I asked my system admins if C++ compiler can be updated, so let’s hope for the best.
Is this also why PyStan3 models don’t compile?

On the cluster you will not be able to compile with g++ 4.8.5 with any Stan interface, so I would imagine so. All interfaces have the same backend that requires g++ 4.9.3 or clang 5.0+ (we officially say 6 because that is what we test).

Hmm are you sure about that? I run models just fine with pystan2.19 on this cluster…
Also, is there a way to easily change g++ to clang? Maybe cluster’s clang version is ok.

On the cluster run: clang++ --version to see if it exists.

pystan2.19 uses the older version of the Math backend that could be used with older compiler pre-4.9.3.

clang++: command not found… so now it’s all in the hands of the admins to update g++. So many setbacks!
And it makes sense about pystan2.19, thanks!

conda has its own compilers too (conda install possible), but I recommend following the official route on clusters.

Thanks! Btw, I compiled my PyStan3 model in the command line of my local machine and it still fails with Segmentation fault: 11. CmdStanPy still compiles fine, but multithreading doesn’t work there…

I can reproduce the segfault on Ubuntu with gcc (Ubuntu 7.5.0-3ubuntu1~18.04) 7.5.0.

I will create an issue for this. Even if there would be something wrong, things should never segfault.

Thanks!
UPDATE - @rok_cesnovar @ahartikainen I updated g++ to 4.9.3 and cmdstan2-24 was successfully build. Thank you so much.
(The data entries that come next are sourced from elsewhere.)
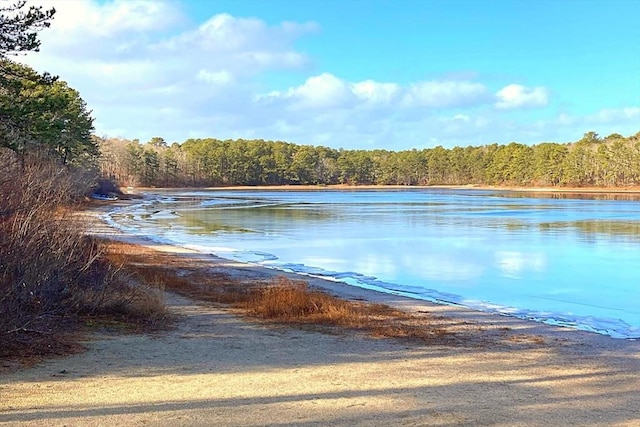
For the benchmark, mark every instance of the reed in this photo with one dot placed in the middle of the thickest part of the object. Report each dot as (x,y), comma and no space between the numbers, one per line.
(51,273)
(278,300)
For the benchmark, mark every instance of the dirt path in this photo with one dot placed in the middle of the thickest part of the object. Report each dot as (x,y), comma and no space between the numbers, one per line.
(215,368)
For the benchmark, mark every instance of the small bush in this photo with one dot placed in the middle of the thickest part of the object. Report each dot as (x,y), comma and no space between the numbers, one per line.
(50,271)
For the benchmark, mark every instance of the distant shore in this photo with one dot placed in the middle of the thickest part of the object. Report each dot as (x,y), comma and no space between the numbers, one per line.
(571,190)
(216,367)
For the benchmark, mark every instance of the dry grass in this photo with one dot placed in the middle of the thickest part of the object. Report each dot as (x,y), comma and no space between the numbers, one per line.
(51,274)
(280,300)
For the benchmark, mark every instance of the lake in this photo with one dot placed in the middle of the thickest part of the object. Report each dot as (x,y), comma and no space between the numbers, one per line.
(561,259)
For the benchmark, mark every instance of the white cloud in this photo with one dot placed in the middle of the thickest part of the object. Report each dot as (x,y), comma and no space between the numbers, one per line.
(518,96)
(215,77)
(615,115)
(375,92)
(447,93)
(146,70)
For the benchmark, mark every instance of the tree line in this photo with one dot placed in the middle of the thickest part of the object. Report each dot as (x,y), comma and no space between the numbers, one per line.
(612,161)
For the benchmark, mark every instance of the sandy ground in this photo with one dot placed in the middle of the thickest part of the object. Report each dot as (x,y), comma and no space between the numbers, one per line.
(216,368)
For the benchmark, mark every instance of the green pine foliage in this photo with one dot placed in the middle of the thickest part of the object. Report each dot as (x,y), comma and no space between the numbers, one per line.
(592,161)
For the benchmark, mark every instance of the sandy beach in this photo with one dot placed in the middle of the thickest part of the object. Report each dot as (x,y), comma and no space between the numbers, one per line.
(215,367)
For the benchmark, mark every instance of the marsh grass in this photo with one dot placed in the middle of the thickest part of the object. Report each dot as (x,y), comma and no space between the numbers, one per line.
(279,300)
(51,274)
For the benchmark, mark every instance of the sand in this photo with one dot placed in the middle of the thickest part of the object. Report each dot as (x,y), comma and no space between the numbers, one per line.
(216,368)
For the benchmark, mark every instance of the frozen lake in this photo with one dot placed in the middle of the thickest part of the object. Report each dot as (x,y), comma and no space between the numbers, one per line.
(553,258)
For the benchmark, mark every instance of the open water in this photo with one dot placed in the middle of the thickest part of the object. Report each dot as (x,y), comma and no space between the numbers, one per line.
(561,259)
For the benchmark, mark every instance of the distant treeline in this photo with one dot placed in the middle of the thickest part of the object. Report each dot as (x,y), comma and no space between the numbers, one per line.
(613,161)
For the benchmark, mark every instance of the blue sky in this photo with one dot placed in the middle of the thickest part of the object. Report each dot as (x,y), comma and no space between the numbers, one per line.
(351,73)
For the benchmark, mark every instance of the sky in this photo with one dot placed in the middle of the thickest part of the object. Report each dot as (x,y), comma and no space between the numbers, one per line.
(352,74)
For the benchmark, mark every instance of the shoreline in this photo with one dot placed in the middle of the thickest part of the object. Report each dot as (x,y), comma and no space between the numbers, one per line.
(491,320)
(217,367)
(370,292)
(575,190)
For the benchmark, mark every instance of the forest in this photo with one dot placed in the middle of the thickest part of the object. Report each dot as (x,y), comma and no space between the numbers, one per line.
(592,161)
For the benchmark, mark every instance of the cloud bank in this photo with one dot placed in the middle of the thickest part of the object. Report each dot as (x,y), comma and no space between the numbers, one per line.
(146,70)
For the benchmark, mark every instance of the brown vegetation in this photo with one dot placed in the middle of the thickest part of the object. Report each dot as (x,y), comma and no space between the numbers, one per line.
(51,274)
(279,300)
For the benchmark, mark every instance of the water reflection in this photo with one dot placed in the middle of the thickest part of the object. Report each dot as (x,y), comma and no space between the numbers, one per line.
(565,257)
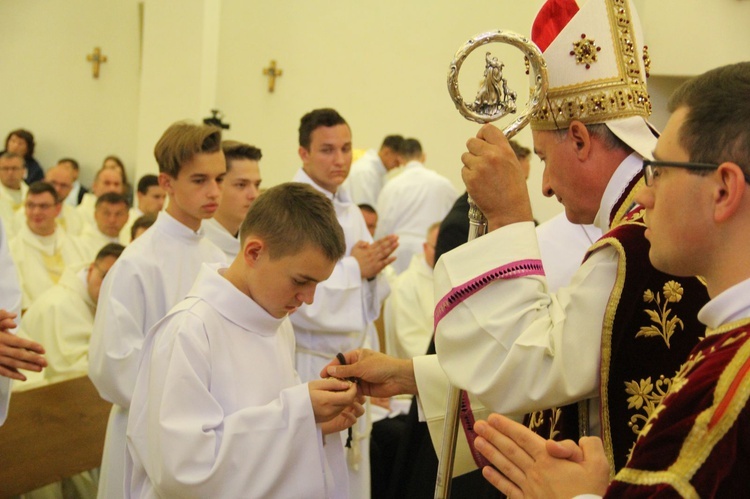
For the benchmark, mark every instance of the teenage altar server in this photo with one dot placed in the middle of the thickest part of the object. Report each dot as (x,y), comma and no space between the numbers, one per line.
(218,409)
(153,273)
(349,301)
(697,203)
(240,187)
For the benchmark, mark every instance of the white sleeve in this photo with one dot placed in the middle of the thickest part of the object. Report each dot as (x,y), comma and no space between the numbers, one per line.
(189,446)
(514,345)
(343,303)
(10,300)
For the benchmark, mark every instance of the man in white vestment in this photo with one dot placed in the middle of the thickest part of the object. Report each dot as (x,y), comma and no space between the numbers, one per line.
(348,302)
(151,198)
(368,174)
(15,353)
(240,187)
(409,309)
(107,179)
(111,214)
(154,273)
(77,191)
(500,333)
(411,202)
(62,318)
(218,409)
(12,189)
(40,250)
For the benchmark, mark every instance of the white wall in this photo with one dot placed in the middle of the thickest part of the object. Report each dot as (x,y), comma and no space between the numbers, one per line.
(46,82)
(382,64)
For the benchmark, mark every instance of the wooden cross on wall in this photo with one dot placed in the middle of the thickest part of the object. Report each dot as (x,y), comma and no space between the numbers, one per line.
(272,72)
(97,59)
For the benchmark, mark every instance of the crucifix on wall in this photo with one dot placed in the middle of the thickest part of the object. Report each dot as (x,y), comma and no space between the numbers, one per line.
(272,72)
(97,59)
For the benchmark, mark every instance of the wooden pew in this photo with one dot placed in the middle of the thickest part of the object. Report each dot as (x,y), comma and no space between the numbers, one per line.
(52,432)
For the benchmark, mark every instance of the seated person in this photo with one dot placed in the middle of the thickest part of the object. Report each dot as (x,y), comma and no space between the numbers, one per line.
(196,426)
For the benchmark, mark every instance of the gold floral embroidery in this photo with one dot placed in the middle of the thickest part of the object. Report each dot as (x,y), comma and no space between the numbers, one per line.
(664,326)
(536,420)
(645,396)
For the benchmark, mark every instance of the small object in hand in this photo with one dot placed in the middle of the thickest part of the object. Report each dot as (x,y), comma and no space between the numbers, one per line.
(342,360)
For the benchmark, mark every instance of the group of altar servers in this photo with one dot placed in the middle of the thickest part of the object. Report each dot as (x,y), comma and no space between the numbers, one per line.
(214,366)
I tried to reduce the example and noticed that compiling model without data causes it to segfault

This segfaults

import stan
import numpy as np
import logging

logging.basicConfig(level=logging.DEBUG)

program_code = """
data {
    int W;
    int N;
    int AAA;
    int BBB;
    vector[BBB] U[N,W];
}
parameters {
    vector[AAA] X[N,W];
    matrix[AAA, AAA] A;
    matrix[AAA, BBB] B;
}
model {
    to_vector(A) ~ normal(0,1);
    to_vector(B) ~ normal(0,1);
    for (w in 1:W) {
        for (n in 1:N) {
            if (w == 1) {
                X[n,w] ~ normal(0,1);
            }
            else {
                X[n,w] ~  normal((A * X[n,w] + B * U[n,w-1]), 1);
            }
        }
    }
}"""

print("Starting the building process")
posterior = stan.build(program_code, data={})
print("Done")

This doesn’t crash

import stan
import numpy as np
import logging

logging.basicConfig(level=logging.DEBUG)

program_code = """
data {
    int W;
    int N;
    int AAA;
    int BBB;
    vector[BBB] U[N,W];
}
parameters {
    vector[AAA] X[N,W];
    matrix[AAA, AAA] A;
    matrix[AAA, BBB] B;
}
model {
    to_vector(A) ~ normal(0,1);
    to_vector(B) ~ normal(0,1);
    for (w in 1:W) {
        for (n in 1:N) {
            if (w == 1) {
                X[n,w] ~ normal(0,1);
            }
            else {
                X[n,w] ~  normal((A * X[n,w] + B * U[n,w-1]), 1);
            }
        }
    }
}"""

print("Starting the building process")
posterior = stan.build(program_code, data={
    "W" : 3,
    "N" : 2,
    "AAA" : 4,
    "BBB" : 5,
    "U" : np.random.randn(2, 3, 5),
})
print("Done")

Still need to figure out the minimal example which fails.

Added two issues

empty data

this model

Thanks for addressing this! Does it mean that something is wrong with my model? (I bet many things are wrong with my model.)

segfault is fault in our end.

But, there might be something wrong with your data?

E.g. is end used in the function? Is all parameters used in the model / function for user function?